Chapter 21. Teams and Tools

Karl Fogel

THIS CHAPTER IS RELEASED UNDER A CREATIVE COMMONS ATTRIBUTION 3.0 LICENSE (http://creativecommons.org/licenses/by/3.0/).

This chapter is about the transformative effect that good tools can have on a team's ability to collaborate.

Consider that for years the World Wide Web consisted mainly of static pages that required technical expertise to write, and that readers could not influence except by sending email to the appropriate webmaster@ address. Then, a few visionary souls started making software that would allow anyone with basic computer skills to cause text to appear on the Web, and other software to allow readers to comment on or even edit those pages themselves. Nothing about blogs or wikis was technically revolutionary; like the fax machine, they could have been invented years earlier, if only someone had thought of them. Yet once they appeared, they greatly increased people's ability to organize themselves into productive networks.

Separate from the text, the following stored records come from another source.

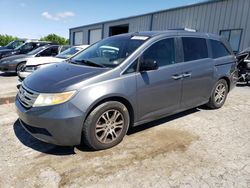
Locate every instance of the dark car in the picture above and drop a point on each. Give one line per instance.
(23, 49)
(13, 44)
(14, 63)
(122, 81)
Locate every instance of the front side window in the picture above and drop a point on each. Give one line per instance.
(163, 52)
(233, 36)
(36, 51)
(218, 49)
(194, 48)
(51, 51)
(132, 68)
(109, 52)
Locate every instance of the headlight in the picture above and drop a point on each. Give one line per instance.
(46, 99)
(31, 69)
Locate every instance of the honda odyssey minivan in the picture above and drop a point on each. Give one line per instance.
(122, 81)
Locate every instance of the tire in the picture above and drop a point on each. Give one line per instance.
(102, 122)
(19, 67)
(219, 95)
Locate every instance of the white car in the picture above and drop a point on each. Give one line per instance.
(36, 63)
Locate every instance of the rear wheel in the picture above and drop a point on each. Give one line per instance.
(106, 125)
(219, 95)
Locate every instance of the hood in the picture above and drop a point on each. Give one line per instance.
(42, 60)
(3, 51)
(15, 57)
(58, 77)
(2, 47)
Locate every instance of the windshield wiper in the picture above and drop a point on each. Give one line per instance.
(88, 62)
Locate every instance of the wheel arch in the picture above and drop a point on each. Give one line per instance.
(120, 99)
(227, 80)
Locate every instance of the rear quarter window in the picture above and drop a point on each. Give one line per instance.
(218, 49)
(194, 48)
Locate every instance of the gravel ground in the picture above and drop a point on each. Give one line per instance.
(196, 148)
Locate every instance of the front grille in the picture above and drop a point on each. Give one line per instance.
(26, 96)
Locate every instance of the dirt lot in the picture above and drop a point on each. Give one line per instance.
(196, 148)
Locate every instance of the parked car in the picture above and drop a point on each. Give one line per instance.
(244, 66)
(13, 64)
(40, 62)
(96, 98)
(13, 44)
(23, 49)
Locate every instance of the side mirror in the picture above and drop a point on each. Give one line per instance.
(148, 64)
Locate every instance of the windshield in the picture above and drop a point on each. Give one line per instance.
(69, 52)
(36, 51)
(110, 52)
(14, 44)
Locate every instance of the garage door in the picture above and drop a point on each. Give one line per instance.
(78, 38)
(95, 35)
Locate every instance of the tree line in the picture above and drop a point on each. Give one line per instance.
(5, 39)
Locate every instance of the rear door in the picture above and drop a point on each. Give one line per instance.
(198, 72)
(159, 91)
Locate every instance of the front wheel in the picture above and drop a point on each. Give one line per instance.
(19, 67)
(219, 95)
(106, 125)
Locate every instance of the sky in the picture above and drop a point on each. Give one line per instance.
(37, 18)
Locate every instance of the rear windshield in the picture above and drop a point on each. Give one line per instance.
(110, 52)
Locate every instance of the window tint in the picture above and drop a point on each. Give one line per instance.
(194, 48)
(51, 51)
(163, 52)
(64, 48)
(54, 50)
(233, 36)
(218, 49)
(132, 68)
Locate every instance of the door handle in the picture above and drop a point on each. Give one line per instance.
(187, 74)
(177, 76)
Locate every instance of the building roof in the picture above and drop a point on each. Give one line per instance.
(151, 13)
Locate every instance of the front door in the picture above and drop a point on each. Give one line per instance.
(198, 70)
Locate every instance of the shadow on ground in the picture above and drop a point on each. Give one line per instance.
(29, 141)
(3, 74)
(243, 84)
(154, 123)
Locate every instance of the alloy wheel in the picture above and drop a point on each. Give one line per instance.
(109, 126)
(220, 93)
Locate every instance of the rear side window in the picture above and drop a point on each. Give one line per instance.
(194, 48)
(218, 49)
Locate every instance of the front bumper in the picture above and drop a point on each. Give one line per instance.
(8, 69)
(58, 124)
(23, 74)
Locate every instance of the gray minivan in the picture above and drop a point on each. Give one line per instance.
(122, 81)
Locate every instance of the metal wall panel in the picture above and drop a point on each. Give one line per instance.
(205, 17)
(141, 23)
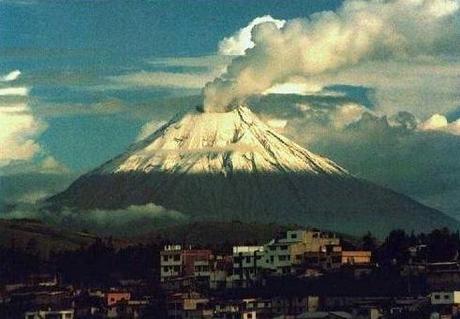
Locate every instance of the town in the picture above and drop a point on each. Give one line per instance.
(299, 273)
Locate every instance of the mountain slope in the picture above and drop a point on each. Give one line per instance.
(232, 166)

This chapter tells three stories about how good tools (or the lack of them) made a difference to a team. The tools discussed here are much narrower in scope than blogs and wikis, but their specificity makes them well suited to teasing out some principles of collaboration tools. As my experience has mostly been with open source software projects, that's what I'll draw on, but the same principles are probably applicable to any collaborative endeavor.